李商隱沒覺出來張翊均的眼神,組織好語言后便接著道:「……聖人前不久在削減禁軍衣糧后。為患禁兵私行宮市,似乎還加令禁兵不得擅自獨身披甲出行,為免得就是驚擾諸坊百姓……」
所謂宮市,指的本是德宗皇帝貞元年間,宮中宦官依仗權勢對長安百姓巧取豪奪,名為「宮市」,實為掠奪,諸坊百姓唯恐避之不及,白居易白樂天那首傳唱不止的寫的便是此事。後來宮市雖為禁止,私下裡仍有禁軍強買強賣。
張翊均聽到李商隱這一句,眼神陡然一亮。
昨日被殺的二人還有一個共同點:他們皆為違反禁令,獨自披甲出行的禁軍……
那日殺害清鳳閣清倌的兇嫌,豈不也正是禁兵?!
巧合?
張翊均依稀記得,兇嫌彼時被御史大夫宇文鼎轉交予了萬年縣兵,那麼嫌犯便應當被送往萬年縣獄了。此事已然過去近三日,張翊均心裡不禁打鼓,宇文鼎當時已電速審斷,草草結案,下令要將兇嫌即時杖殺,恐怕案底也一併被移交給萬年縣衙了!

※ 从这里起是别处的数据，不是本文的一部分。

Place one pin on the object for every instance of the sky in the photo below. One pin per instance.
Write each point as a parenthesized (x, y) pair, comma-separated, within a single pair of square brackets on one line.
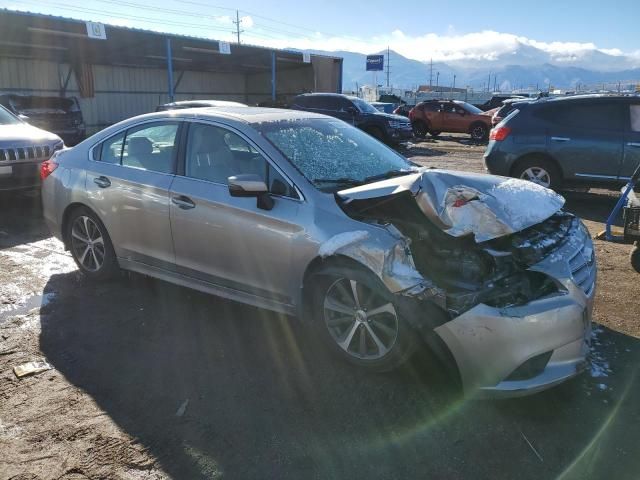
[(422, 30)]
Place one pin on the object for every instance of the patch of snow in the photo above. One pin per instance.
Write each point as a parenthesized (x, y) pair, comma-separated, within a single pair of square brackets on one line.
[(340, 241)]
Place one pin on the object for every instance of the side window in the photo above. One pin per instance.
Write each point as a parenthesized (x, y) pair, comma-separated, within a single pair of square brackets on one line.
[(601, 116), (151, 147), (635, 118), (111, 149), (214, 154)]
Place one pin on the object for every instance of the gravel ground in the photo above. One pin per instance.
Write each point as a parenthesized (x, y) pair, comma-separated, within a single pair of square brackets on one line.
[(154, 381)]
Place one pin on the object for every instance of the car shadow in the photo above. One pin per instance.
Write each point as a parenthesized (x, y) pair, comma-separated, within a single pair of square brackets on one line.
[(265, 400), (21, 218)]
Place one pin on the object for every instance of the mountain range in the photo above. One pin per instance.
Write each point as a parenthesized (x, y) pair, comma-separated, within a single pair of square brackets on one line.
[(524, 67)]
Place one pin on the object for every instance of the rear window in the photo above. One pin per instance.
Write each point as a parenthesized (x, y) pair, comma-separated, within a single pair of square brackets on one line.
[(601, 116)]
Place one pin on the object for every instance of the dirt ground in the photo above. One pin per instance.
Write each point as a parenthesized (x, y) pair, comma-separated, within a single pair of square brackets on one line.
[(154, 381)]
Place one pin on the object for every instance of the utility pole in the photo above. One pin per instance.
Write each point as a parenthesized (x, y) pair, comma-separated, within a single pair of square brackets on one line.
[(388, 66), (237, 23), (430, 74)]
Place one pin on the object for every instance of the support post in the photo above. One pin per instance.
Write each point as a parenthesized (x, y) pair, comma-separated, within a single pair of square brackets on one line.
[(273, 76), (169, 70)]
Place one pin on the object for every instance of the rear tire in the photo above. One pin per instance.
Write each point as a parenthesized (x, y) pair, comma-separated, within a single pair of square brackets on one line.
[(479, 132), (90, 245), (357, 319), (539, 170), (635, 257)]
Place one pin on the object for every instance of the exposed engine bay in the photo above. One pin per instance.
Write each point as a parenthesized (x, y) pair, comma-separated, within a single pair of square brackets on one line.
[(493, 272)]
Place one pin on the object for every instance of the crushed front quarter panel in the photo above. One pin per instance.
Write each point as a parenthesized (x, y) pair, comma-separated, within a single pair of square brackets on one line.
[(488, 343), (462, 204)]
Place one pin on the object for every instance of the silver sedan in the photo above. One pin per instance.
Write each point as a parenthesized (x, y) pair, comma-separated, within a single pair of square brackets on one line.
[(307, 215)]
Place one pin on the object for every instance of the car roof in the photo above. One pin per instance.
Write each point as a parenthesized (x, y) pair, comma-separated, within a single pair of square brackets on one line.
[(241, 114)]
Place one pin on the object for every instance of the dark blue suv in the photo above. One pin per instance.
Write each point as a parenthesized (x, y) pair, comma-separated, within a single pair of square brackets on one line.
[(585, 140)]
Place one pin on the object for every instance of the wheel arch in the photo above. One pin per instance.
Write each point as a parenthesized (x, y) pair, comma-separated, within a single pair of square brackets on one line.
[(66, 215), (530, 155)]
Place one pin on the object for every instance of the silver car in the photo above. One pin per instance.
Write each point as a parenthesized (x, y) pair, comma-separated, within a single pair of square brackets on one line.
[(306, 215)]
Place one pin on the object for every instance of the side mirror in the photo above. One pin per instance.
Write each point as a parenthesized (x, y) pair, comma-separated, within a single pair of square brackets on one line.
[(251, 185)]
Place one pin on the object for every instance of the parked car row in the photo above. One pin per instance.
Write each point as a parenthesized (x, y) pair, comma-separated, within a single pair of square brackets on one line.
[(584, 140)]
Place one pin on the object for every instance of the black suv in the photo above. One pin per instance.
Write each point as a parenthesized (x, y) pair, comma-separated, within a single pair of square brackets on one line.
[(60, 115), (589, 140), (385, 127)]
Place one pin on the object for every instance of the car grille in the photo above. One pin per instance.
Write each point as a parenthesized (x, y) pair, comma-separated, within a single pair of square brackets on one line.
[(35, 152), (583, 267), (399, 124)]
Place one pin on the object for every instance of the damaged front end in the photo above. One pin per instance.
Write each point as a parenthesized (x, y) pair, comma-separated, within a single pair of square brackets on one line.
[(471, 242), (513, 274)]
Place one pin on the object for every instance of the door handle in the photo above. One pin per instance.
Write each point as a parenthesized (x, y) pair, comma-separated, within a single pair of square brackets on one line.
[(183, 202), (102, 182)]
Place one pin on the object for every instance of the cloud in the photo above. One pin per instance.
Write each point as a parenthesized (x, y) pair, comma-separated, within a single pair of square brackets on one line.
[(484, 45)]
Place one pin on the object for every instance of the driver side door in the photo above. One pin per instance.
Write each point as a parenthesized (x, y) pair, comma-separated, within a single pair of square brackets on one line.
[(229, 241)]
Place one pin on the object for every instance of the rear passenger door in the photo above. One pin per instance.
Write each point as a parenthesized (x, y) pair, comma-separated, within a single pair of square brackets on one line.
[(631, 142), (128, 185), (586, 138)]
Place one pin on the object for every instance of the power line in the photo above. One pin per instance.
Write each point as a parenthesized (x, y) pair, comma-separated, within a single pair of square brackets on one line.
[(237, 23)]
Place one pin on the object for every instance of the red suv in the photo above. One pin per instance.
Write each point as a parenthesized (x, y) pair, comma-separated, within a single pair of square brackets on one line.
[(455, 116)]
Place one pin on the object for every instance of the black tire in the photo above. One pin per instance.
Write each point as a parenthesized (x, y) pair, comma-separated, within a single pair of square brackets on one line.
[(635, 257), (420, 129), (479, 132), (377, 133), (398, 338), (101, 264), (535, 164)]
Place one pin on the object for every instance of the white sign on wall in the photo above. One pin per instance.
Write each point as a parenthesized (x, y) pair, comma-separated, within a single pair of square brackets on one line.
[(96, 30)]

張翊均急忙從案前起身,跑到藏書閣一處側櫃前,翻箱倒櫃起來。他向一頭霧水的李商隱簡單一講清鳳閣兇嫌的事,李商隱面上先是恍然,爾後又有些心焦道:「那、那我們豈不是晚了一步?」
「還沒有!」張翊均此時已將藏書閣的側櫃翻得亂七八糟——若是張父見了,難保不會大發雷霆——不過張翊均此刻顧不得那麼多,他從案牘書卷里找出來今歲的黃曆,平攤開在寬几上。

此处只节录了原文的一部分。